Is teaching math to kids easy? Should any reasonably intelligent person who can do “plus, times, minus, and divide” be able to start teaching elementary math tomorrow, skipping college math and all those waste-of-time education classes? Could most smart people, if they decided to stop doing the sorts of jobs that smart people do (not elementary school teaching), walk in and immediately do a better job than most elementary teachers are currently doing?
Or, is teaching math to kids hard? Besides all the things that make teaching elementary school hard in general – planning engaging lessons for every subject, managing classroom behavior, addressing the needs of different children, creating partnerships with parents, preparing for tests, etc. – is there some special mathematical knowledge and pedagogical knowledge that teachers need in order to help students understand fractions and multiplication, or learn how to get started on a problem they’ve never seen before?

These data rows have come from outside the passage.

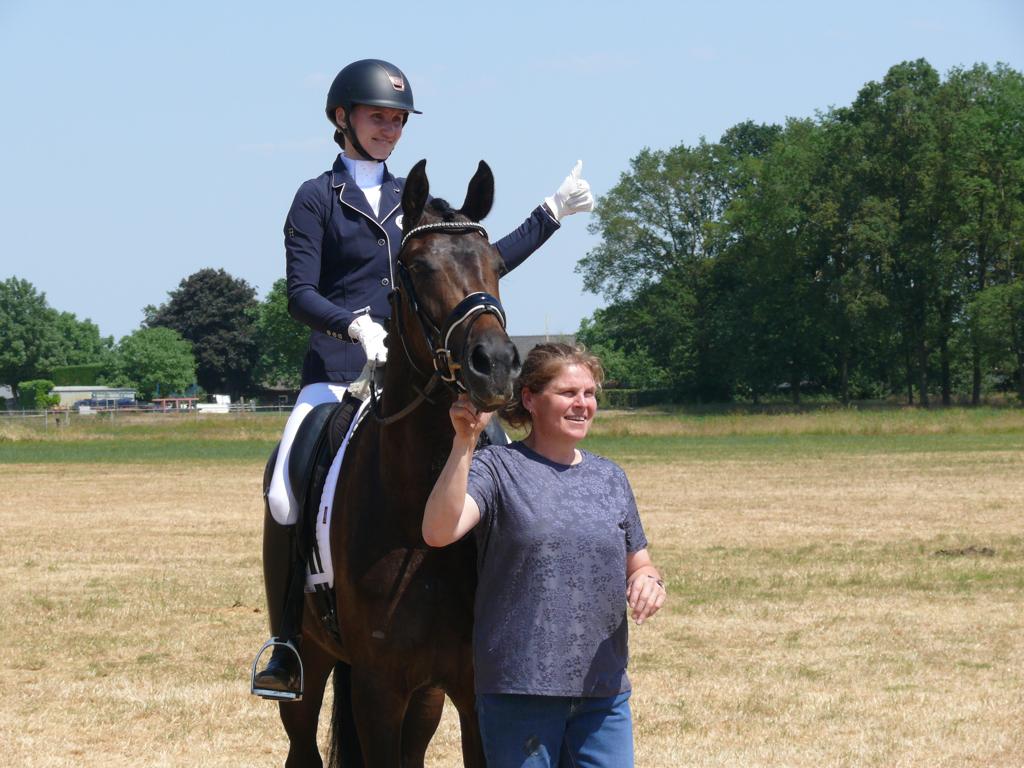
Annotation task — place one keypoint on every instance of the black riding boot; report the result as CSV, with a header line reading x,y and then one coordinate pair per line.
x,y
284,582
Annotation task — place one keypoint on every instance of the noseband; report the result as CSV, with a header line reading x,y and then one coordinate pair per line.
x,y
467,311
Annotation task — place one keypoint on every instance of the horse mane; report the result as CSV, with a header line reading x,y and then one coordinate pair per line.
x,y
441,208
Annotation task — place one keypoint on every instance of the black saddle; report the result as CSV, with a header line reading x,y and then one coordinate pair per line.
x,y
315,444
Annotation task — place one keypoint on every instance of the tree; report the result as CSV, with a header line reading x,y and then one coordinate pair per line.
x,y
217,313
282,340
662,228
982,110
35,394
157,360
29,342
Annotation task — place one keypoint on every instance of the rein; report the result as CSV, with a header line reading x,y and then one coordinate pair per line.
x,y
470,309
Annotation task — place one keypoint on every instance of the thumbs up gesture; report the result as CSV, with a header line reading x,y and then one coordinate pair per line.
x,y
572,196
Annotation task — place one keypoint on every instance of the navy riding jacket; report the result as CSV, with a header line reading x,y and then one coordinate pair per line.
x,y
341,263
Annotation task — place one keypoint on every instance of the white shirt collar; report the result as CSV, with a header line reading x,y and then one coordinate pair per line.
x,y
368,173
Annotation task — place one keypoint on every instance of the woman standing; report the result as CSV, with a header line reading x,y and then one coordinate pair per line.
x,y
341,236
559,545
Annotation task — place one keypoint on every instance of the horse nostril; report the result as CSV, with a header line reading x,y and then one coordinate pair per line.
x,y
479,360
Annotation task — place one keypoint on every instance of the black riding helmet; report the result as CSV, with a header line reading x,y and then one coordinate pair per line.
x,y
371,82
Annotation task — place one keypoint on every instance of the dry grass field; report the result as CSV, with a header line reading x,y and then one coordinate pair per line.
x,y
827,608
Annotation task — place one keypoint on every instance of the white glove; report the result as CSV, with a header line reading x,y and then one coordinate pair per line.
x,y
371,335
573,195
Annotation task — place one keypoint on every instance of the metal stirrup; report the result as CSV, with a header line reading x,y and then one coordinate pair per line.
x,y
278,695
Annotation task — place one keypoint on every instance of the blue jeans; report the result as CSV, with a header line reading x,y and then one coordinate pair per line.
x,y
521,731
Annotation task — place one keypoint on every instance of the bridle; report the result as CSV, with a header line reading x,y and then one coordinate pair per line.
x,y
466,312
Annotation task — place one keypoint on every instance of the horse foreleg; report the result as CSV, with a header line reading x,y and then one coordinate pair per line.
x,y
472,744
378,708
301,718
422,717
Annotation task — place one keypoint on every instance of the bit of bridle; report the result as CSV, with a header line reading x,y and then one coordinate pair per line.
x,y
471,308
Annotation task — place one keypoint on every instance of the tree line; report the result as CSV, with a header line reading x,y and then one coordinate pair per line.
x,y
875,250
211,335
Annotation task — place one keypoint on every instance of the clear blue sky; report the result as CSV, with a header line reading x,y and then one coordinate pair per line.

Last week I went to a big state meeting about the new math test that all prospective elementary and special education teachers in Massachusetts must take (MTEL test). The state instituted the test because many prospective teachers were missing most of the math questions on its general curriculum test, yet still passing and becoming teachers. At the first administration of the new test, only 27% of the teaching candidates passed; by the third administration, that figure was up to 37%. Candidates who almost passed can go on to teaching jobs, but must pass the test within three years. (I participated in the rather Byzantine process of setting the passing score, but that’s a post for another day).
Along with the test came new state guidelines for the mathematical preparation of elementary teachers , which were based on guidelines released in 2001 by a group of all the major math and math education organizations (I also was at a meeting a few years ago that led to some of the recommendations in the state guidelines).

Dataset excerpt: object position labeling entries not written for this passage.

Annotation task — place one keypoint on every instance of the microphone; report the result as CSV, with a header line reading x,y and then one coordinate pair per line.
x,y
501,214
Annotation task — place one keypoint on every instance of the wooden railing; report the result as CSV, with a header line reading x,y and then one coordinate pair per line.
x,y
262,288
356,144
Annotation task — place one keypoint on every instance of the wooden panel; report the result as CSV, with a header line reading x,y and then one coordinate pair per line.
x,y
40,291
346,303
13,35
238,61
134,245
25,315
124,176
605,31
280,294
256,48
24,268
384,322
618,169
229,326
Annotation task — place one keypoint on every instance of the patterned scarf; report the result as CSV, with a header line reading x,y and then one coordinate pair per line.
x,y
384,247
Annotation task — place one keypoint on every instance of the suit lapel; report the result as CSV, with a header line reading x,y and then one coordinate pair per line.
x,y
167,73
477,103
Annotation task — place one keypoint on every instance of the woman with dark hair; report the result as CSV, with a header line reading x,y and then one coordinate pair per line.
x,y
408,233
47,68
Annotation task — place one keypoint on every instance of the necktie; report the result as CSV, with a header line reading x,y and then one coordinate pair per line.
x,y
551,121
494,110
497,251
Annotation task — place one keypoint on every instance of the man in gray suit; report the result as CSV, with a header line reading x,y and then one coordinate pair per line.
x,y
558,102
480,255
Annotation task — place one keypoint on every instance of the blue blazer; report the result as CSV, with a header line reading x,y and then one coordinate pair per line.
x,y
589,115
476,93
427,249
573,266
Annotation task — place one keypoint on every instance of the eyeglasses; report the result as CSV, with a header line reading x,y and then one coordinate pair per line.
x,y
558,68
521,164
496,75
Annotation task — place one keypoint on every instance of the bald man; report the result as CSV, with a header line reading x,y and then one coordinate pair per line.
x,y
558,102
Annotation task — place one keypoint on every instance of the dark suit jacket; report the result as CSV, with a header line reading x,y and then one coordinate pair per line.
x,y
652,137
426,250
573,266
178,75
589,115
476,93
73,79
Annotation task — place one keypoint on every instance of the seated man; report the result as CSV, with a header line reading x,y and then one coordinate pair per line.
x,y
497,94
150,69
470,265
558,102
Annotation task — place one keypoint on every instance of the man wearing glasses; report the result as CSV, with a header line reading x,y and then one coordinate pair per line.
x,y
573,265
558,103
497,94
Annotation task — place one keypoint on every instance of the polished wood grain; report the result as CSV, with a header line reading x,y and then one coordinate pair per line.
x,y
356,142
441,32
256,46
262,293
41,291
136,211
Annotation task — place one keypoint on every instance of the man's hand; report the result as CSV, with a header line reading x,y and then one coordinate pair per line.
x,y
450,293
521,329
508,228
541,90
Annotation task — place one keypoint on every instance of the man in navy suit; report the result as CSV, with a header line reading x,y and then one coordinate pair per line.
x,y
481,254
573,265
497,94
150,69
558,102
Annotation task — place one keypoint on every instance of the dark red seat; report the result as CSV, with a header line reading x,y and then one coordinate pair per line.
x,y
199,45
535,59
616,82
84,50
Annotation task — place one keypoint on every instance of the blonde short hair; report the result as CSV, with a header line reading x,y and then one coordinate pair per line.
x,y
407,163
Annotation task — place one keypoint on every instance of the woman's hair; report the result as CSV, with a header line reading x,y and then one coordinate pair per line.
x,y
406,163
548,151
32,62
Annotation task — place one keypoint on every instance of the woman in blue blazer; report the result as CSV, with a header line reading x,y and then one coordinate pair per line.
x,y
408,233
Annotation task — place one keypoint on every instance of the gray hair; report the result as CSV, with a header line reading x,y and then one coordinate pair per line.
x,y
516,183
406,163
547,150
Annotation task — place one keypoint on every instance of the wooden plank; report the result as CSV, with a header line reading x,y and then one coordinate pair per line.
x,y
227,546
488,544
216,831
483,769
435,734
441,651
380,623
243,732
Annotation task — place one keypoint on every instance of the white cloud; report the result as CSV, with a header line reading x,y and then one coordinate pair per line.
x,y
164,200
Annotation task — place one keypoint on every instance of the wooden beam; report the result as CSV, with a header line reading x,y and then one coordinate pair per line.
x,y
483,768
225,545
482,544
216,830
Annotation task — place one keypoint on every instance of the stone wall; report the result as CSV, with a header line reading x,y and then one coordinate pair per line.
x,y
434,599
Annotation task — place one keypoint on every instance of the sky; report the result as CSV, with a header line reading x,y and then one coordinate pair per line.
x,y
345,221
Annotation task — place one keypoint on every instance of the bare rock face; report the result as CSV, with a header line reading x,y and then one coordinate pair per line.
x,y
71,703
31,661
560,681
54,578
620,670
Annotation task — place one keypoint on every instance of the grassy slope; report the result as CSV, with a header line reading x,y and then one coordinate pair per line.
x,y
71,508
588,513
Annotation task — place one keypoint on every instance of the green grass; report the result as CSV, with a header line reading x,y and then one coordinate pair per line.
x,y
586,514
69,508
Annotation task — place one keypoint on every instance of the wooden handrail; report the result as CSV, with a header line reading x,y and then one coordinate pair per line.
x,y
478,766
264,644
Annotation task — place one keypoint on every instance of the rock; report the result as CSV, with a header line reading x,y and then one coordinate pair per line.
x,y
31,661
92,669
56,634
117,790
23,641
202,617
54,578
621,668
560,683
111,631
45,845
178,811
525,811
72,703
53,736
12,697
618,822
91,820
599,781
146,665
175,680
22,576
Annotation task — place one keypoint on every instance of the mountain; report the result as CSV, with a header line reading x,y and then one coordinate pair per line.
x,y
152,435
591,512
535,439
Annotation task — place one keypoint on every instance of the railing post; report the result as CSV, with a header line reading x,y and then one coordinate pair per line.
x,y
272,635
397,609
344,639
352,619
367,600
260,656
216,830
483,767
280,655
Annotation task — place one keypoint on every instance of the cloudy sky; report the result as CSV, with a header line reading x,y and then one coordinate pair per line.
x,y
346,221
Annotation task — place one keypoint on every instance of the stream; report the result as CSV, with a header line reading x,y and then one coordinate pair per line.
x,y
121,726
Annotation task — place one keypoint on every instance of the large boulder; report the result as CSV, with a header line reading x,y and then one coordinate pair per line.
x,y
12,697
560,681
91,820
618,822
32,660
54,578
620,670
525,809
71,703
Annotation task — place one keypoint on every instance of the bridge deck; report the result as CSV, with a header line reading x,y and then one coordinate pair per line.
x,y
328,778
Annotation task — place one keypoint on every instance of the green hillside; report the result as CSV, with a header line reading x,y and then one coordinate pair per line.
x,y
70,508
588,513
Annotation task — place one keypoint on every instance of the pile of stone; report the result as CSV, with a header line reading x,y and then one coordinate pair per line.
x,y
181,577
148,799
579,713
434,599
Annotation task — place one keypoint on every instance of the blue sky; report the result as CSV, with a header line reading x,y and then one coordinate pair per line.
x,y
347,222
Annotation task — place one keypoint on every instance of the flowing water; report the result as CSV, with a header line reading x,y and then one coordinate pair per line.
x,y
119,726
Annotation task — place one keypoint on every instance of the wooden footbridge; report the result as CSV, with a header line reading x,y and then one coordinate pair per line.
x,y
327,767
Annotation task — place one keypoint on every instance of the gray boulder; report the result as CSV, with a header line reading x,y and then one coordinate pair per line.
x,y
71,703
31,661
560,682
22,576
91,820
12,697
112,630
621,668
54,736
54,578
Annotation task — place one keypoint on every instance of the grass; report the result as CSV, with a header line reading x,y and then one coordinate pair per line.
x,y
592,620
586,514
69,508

The overall tone and structure of the meeting last week conveyed that math education for prospective teachers is a serious issue and a state priority. There were half a dozen or so high ranking state officials there, as well as representatives from each college or university in Massachusetts that prepares elementary or special education teachers (schools were encouraged to send deans, provosts, and VP’s). Most of what was said out loud fell squarely in the “teaching math to kids is hard” camp. We were there to work together, in an unprecedented way, to tackle this very difficult, yet critical challenge, without bashing or blaming teachers or professors. However, when it came to the details, the “teaching math to kids is easy” assumptions crept in, often unintentionally, albeit with the caveat, “as long as prospective teachers know enough math to pass the MTEL test.”

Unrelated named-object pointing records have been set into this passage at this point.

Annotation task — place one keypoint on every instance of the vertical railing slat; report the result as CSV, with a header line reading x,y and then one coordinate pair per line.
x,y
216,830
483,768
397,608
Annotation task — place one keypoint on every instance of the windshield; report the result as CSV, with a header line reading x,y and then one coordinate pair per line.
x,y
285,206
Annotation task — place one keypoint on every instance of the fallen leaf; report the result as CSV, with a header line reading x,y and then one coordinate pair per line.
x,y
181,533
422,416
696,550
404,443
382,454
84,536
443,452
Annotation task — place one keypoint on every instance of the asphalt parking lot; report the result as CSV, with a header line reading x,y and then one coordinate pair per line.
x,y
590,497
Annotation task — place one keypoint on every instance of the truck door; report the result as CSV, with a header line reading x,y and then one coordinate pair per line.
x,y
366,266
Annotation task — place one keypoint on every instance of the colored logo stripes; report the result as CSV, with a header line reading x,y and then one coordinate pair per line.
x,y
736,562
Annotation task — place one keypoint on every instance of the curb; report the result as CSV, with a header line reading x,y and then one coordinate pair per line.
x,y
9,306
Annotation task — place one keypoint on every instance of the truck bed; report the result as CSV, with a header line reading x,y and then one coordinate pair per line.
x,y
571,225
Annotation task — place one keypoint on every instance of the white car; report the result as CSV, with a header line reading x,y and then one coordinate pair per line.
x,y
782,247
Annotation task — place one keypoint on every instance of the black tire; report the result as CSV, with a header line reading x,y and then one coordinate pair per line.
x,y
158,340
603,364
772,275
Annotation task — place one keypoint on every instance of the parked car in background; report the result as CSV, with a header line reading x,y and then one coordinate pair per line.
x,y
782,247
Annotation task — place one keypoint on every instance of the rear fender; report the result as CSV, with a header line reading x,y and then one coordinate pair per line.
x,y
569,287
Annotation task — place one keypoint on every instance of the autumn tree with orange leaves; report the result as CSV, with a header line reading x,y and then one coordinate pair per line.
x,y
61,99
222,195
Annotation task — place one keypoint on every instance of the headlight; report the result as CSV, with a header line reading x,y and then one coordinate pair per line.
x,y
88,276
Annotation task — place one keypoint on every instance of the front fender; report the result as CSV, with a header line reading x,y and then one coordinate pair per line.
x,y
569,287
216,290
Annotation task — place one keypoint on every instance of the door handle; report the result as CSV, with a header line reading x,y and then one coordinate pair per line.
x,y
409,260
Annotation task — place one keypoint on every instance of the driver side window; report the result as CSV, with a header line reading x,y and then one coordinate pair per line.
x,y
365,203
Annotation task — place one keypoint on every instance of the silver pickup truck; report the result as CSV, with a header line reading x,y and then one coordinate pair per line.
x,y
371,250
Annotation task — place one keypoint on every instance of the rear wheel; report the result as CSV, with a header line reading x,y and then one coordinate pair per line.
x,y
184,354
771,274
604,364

A national speaker discussed the complexity of the mathematical content involved in teaching kids, giving examples of mathematical issues that teachers have to resolve quickly, in a classroom setting, e.g. deciding whether a student’s method for doing multiplication works in general. She talked about the concept of Profound Understanding of ElementaryMathematics (PUFM), which articulates some of the ways that elementary teachers must understand elementary mathematics, and which people in other mathematically rich professions do not tend to have. This concept was neatly summed up by a few speakers as, “Elementary math is not elementary.” (I personally was shocked when I realized how difficult it is to teach fractions – I had a Ph.D. in math, but I had to completely rethink my understanding of fractions in order to learn to teach the subject, and I still find teaching fractions more difficult than teaching advanced classes for math majors).
Another speaker presented data on people who change careers to go into teaching. The majority of such people do not have a strong Science, Technology, Engineering, or Math (STEM) background, but those who do tend to have skills that are not aligned with what’s needed to teach elementary math, and like I did, need to learn to “unpack” their mathematical knowledge in order to make it accessible to novices.
As long as we were speaking generally, we all agreed: teaching math is hard and developing PUFM is different than doing well in ordinary math courses. As the meeting started getting more specific, that tone mostly continued. Several speakers talked about how they worked to change their undergraduate programs to meet the state guidelines that call for three math content courses for prospective teachers of grades 1-6. They focused on the internal politics at each institution, which made me appreciate my own school, which is smaller and a lot less bureaucratic than I often think it is. We were able to implement our three-course math content sequence about four years before the state guidelines came out, without pressure from the state.
The people speaking about undergraduate programs spoke more about courses than about the MTEL test. At Wheelock, we fear that the test will undermine our existing program, whereas at the other colleges and universities, their programs are new, are aligned with the test by design and with the assumption that such alignment means students will do well on the test. We don’t know yet, however. We don’t yet have enough data on how students do on the test after taking courses that meet state guidelines (at Wheelock, students have so far mostly avoided the new test, which they won’t be able to do for much longer). Some of the most important aspects of our courses at Wheelock are not represented on the test – for example, our courses emphasize speaking; we include many presentations and student-led discussions. Clearly speaking well is a critically important skill for future teachers. I don’t know whether the courses at other schools will emphasize speaking, but they certainly have incentive not to, if they are to be judged primarily by the MTEL test.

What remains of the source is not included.